I also now have it stuck in my head that I don't want to switch buffer settings in a session ever. AdmiralBumblebee did a series of videos where he showed automation moves get shifted in some daws when buffer settings were switched, and other glitches. Lol more stuff to verify is working correctly in your system, and more reason to not update when things are good.
I'm also very concerned about sync since Marco did those videos and the track with realtime plugins was off by a sample or three. Part of it was latency compensation and part was he was using spdif inputs.
So as much as I want to avoid dedicated DSP hardware, these concerns have me a bit, concerned lol.
I basically want a pcie unit with just analog i/o, a computer system that can handle entire sessions at the same buffer and at least 96k sample rate. Then it just comes down to the daw syncing properly tracks with plugins while recording.
It amazes me how niave I've been about some of this stuff. And I did the hardware monitoring and "cue effects" DSP workaround for a long time, and it never felt immediate like using a digital or analog console, or a pthd system.
I learned a ton with my hybrid 2 DAW system. Most of what consisted in how bogus expensive mastering hardware is.
And how important the interface matched to the converter plays a role in stability .
Warren Heart did a demo of iZotope Ozone's mastering match feature where the Ai looks at the reference song and tweaks your song trying to get it similar. He used Piper Paynes master as the reference, and then iZotope did it's thing and applied settings to the un-mastered version of the same song. Then he A/B'd them and it was close, really really close with no additional tweaking.
That pretty much sold me on where ozone was at and it's certainly good enough for my needs. It would still be fun to send some stuff out to a real ME, but that demo really gave me confidence about itb mastering. Plus there's alot of ME doing itb masters too, despite having the hardware.
If you can find that video, please add it to the topic!

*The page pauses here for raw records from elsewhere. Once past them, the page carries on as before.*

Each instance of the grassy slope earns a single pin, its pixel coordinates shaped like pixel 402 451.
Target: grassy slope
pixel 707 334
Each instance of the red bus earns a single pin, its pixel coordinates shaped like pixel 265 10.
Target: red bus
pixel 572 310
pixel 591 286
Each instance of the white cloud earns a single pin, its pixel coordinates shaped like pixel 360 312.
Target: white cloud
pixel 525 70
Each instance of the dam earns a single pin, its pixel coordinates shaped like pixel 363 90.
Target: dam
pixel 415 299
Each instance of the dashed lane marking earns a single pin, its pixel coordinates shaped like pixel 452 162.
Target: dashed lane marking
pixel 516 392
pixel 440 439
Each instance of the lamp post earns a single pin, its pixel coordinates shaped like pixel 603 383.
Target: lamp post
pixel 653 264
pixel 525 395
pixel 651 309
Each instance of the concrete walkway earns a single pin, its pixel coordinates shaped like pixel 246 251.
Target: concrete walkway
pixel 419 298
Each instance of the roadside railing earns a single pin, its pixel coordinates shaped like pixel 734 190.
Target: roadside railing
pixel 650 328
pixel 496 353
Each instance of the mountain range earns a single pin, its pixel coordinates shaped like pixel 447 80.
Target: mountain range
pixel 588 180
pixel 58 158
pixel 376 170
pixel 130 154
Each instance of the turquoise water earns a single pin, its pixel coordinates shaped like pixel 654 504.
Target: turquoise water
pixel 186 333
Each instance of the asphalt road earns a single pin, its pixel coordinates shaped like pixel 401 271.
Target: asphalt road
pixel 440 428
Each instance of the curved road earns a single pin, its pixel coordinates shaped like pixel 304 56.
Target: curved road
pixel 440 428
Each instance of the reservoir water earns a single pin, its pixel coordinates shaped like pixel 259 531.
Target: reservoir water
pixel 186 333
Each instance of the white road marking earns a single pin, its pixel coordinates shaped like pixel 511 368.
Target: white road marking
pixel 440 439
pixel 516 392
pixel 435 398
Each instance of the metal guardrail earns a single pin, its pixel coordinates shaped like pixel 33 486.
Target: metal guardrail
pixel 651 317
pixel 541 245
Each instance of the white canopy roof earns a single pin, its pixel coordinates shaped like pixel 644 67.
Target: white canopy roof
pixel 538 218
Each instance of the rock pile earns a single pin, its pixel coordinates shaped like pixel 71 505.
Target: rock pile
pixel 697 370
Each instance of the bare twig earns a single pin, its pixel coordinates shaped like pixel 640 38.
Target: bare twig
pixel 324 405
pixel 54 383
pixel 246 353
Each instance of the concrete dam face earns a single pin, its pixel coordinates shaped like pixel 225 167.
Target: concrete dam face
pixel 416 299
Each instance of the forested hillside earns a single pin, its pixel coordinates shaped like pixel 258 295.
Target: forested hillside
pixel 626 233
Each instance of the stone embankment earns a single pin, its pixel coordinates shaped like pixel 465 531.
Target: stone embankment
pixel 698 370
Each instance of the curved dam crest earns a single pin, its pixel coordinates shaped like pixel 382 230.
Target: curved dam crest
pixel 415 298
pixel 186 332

After looking thru the Manual, it looks like samplitude has several options in their hybrid buffer system. You can set it so your record enabled track is heard thru the speakers with inserts, auxes and the master bus effects. Or you just the inserts but no auxes or master bus. Then there's the typical hardware monitoring option.
What I'm curious about is if when monitoring the auxes and master bus live, if all auxes in the session are calculated with the realtime buffer, or if it's only the auxes that the live track is sending to. This could be a huge difference in CPU usage if for example your just sending a last minute vocal overdub to a reverb and delay, but the audio engine is calculating all auxes in the session in realtime.
Magix is pretty smart so I wouldn't be surprised if only the auxes the live tracking is using get calculated with the realtime buffer. I might email them to see how this works.
I think I'm also going to look into how other programs are handling this.
Found it! starts around 11:45. He messes with a few things over the course of the video, so the first A/B isn't good as it gets. Also it wasn't Piper Payne, it was Emily Lazar who did the official master.
right on, thanks
Cool gonna check out the Samp forum. Curious to hear your impression of the Ozone demo.
We talked about this happening 10 years ago. Now it’s happening.
Excellent video. I'm really starting to like Ozone.
Yeah it's pretty gnarly what the software can do. Been a fan of ozone for quite some time.